Technical University Of Denmark-Developed Process To Get More Out Of Apples
If we are to succeed in feeding the world’s growing population, we also need to find innovative ways to get more out of the raw materials available to us, in accordance with UN Sustainable Development Goal 12 on responsible consumption and production.
An obvious idea is to reuse the huge volumes of the residual product pulp that is created in the production of apple juice. This is the opinion of three DTU researchers, who, together with a fourth partner, are behind the start-up Bioflavours, which will make new beverages and ingredients by fermenting the pulp.
“We need to radically change our food system to make it a more circular system, where side streams become new healthy ingredients or foods instead of ending up as biogas,” says co-founder Claus Heiner Bang-Bertelsen, who is also a senior researcher at DTU Food. Fermentation is the focal point of most of his research.
Fermentation is a process in which an ingredient—such as apple pulp, i.e. the residual product that remains when juice is squeezed out of apples—is placed in tanks together with carefully selected bacteria. Under closely monitored temperature conditions, the bacteria break down the sugar in the ingredient over a few days, thereby inducing fermentation.
When the apple pulp ferments, the bacteria form flavouring agents and aromas. The four researchers behind Bioflavours can then squeeze an aromatic liquid out of the fermented pulp. They can use this liquid as the main ingredient in a slightly fizzy soft drink. Or they can process it into a sweet syrup that can add flavour and aroma to other foods and beverages.
“Our concept is a good example of how—by thinking outside the box—we can create more value and extract more ingredients from the world’s raw materials. In our small way, we can consequently help combat the big problem with waste,” says co-founder Timothy Hobley, who—in addition to being a fermentation expert and responsible for DTU Brewery—is also Associate Professor at DTU Food.
Utilized for artificial leather
And, in fact, the utilization of the residual product does not stop there. Bioflavours works with another start-up, Beyond Leather, which produces artificial leather. Apple pulp is very suitable for precisely this purpose—and the fermentation process makes the pulp even better for Beyond Leather to work with, as it eliminates the almost 10 per cent sugar found in pulp when the juice is squeezed out. In this way, you are left with a mass that basically consists only of fibres, which ensures a better end product—and it potentially also means that no parts of the apples that were initially squeezed into juice go to waste.
“It is actually easier to use apple waste, which has a lot of value and potential to offer if we dare to think big. It took a lot of trials and errors to create our plant-based leather alternative Leap, and DTU is definitely a valuable partner along this journey,” says Beyond Leather’s R&D project manager Xianrong Shao.
Taste is the make-or-break ingredient
For manufacturers developing new foods and beverages, one of the biggest challenges is hitting a taste profile that is spot on.

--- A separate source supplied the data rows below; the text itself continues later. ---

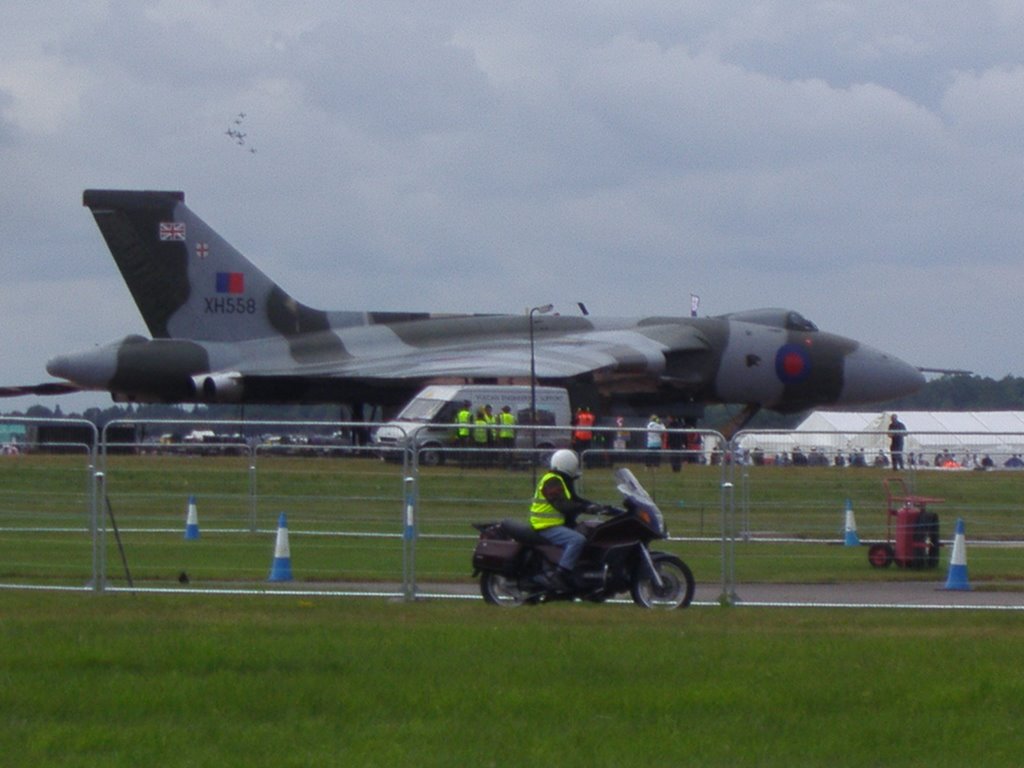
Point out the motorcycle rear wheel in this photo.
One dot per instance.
(500, 590)
(677, 585)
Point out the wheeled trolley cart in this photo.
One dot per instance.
(911, 529)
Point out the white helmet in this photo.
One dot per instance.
(566, 462)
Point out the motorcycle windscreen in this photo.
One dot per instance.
(630, 487)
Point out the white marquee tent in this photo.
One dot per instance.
(966, 435)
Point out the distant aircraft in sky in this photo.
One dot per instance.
(223, 332)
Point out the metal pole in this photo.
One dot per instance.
(543, 309)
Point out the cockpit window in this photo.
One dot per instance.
(797, 322)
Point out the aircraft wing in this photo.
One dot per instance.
(555, 356)
(48, 388)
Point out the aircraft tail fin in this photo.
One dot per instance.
(187, 282)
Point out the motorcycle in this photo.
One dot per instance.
(516, 564)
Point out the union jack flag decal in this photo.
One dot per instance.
(172, 230)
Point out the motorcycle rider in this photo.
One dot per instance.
(554, 510)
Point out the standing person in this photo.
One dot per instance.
(655, 433)
(464, 419)
(897, 432)
(584, 433)
(554, 510)
(622, 438)
(675, 441)
(506, 432)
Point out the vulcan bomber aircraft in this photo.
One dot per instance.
(223, 332)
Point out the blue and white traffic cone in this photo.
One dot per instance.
(282, 568)
(956, 580)
(850, 538)
(192, 520)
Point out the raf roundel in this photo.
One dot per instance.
(793, 364)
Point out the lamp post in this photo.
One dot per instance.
(543, 309)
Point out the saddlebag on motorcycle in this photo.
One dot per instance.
(498, 549)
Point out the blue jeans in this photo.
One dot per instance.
(572, 541)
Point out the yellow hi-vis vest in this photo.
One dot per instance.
(542, 514)
(464, 418)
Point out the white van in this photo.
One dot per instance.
(439, 404)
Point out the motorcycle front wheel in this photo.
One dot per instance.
(500, 590)
(677, 585)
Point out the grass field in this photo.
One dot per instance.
(284, 680)
(122, 680)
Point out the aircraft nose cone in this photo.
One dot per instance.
(873, 376)
(90, 369)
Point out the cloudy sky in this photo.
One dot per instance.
(861, 162)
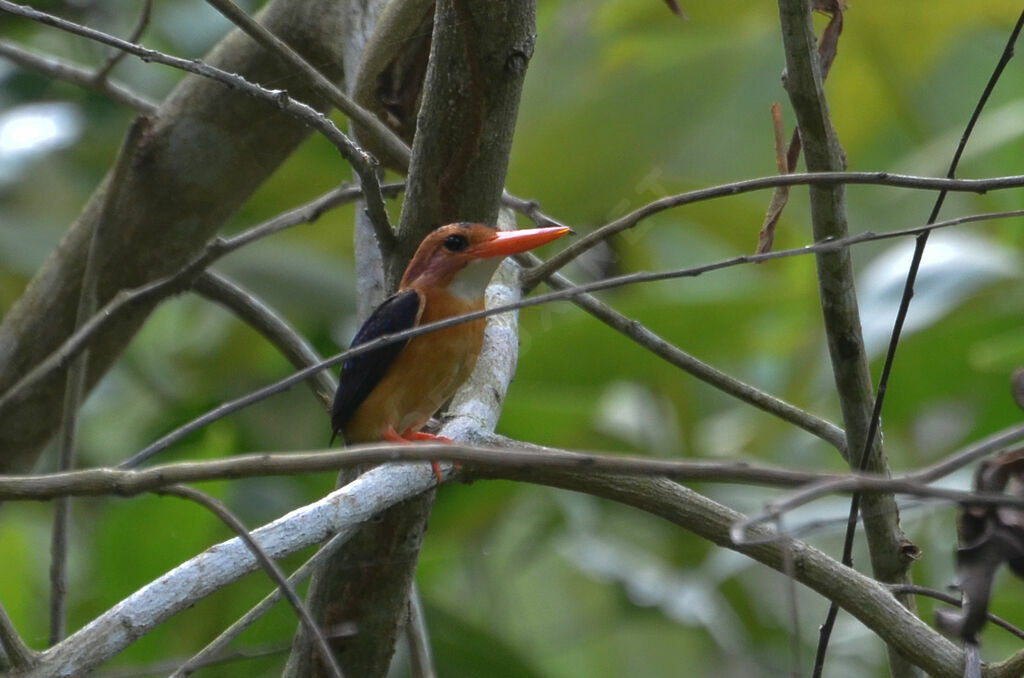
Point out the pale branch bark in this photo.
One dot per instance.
(52, 67)
(127, 301)
(636, 331)
(97, 248)
(420, 654)
(819, 178)
(371, 287)
(203, 154)
(216, 647)
(347, 508)
(342, 511)
(272, 327)
(888, 546)
(478, 57)
(266, 562)
(14, 654)
(363, 164)
(389, 81)
(478, 60)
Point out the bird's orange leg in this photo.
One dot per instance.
(409, 435)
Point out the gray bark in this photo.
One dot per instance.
(201, 156)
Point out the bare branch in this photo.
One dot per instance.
(266, 562)
(136, 33)
(128, 300)
(508, 455)
(421, 658)
(819, 427)
(361, 163)
(273, 328)
(17, 655)
(214, 648)
(52, 67)
(823, 179)
(378, 217)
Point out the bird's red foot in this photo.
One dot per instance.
(409, 435)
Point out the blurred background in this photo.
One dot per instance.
(624, 103)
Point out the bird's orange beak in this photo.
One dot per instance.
(505, 243)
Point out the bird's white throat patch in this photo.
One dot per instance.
(470, 283)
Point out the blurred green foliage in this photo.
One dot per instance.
(624, 103)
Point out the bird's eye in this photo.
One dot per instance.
(456, 243)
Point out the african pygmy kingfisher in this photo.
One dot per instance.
(390, 392)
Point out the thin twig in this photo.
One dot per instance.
(60, 70)
(75, 387)
(273, 328)
(814, 425)
(391, 141)
(215, 647)
(476, 459)
(420, 655)
(178, 282)
(136, 33)
(747, 185)
(913, 589)
(901, 313)
(361, 163)
(272, 568)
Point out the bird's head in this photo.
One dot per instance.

“It may well be that a company has developed a nutritious product, but if consumers do not like how it tastes, it will not succeed in the market. 90 per cent of the products that fail after they have been introduced in the market fail because of taste and texture,” says Leif Nielsen, Director of the Danish Food and Drink Federation (DI Fødevarer).
This is a reality that the people behind Bioflavours are highly aware of, and they have also worked intensively to find the right taste profile for their product, including with two grants from DTU earmarked for the maturation of business ideas.
They describe the product they make with the fermented liquid as an apple-flavoured soft drink that resembles both juice and cider yet does not taste like either.
The start-up has also successfully experimented with adding mint or ginger and a small amount of sugar to sweeten the product a little. In this way, they can expand the range as needed.
The soft drink has been served as samples at events at DTU with a wide audience. Here, Bioflavours has taken a scientific approach and collected users’ reactions to the product with the help of SensiMate—another DTU startup that has developed an online platform for conducting user surveys. Bioflavours uses this valuable information in its ongoing work to achieve the best taste experience for the widest circle of consumers.
Profitability is key
It is one thing to make a product that consumers want to buy. But the business model stands or falls with the product’s ability to be manufactured at a price that consumers are willing to pay and that the start-up can make money from. Several factors strengthen the profitability of the concept:
Bioflavours can buy pulp in large quantities for very little money. The bacteria that will kick-start the fermentation process are already present in DTU Food’s collection of bacterial strains, which means that it is not necessary to purchase starter cultures. And the excess dry pulp becomes a source of income when it is sold to ‘leather’ manufacturers.
The team behind the start-up expects to be able to launch the product this summer.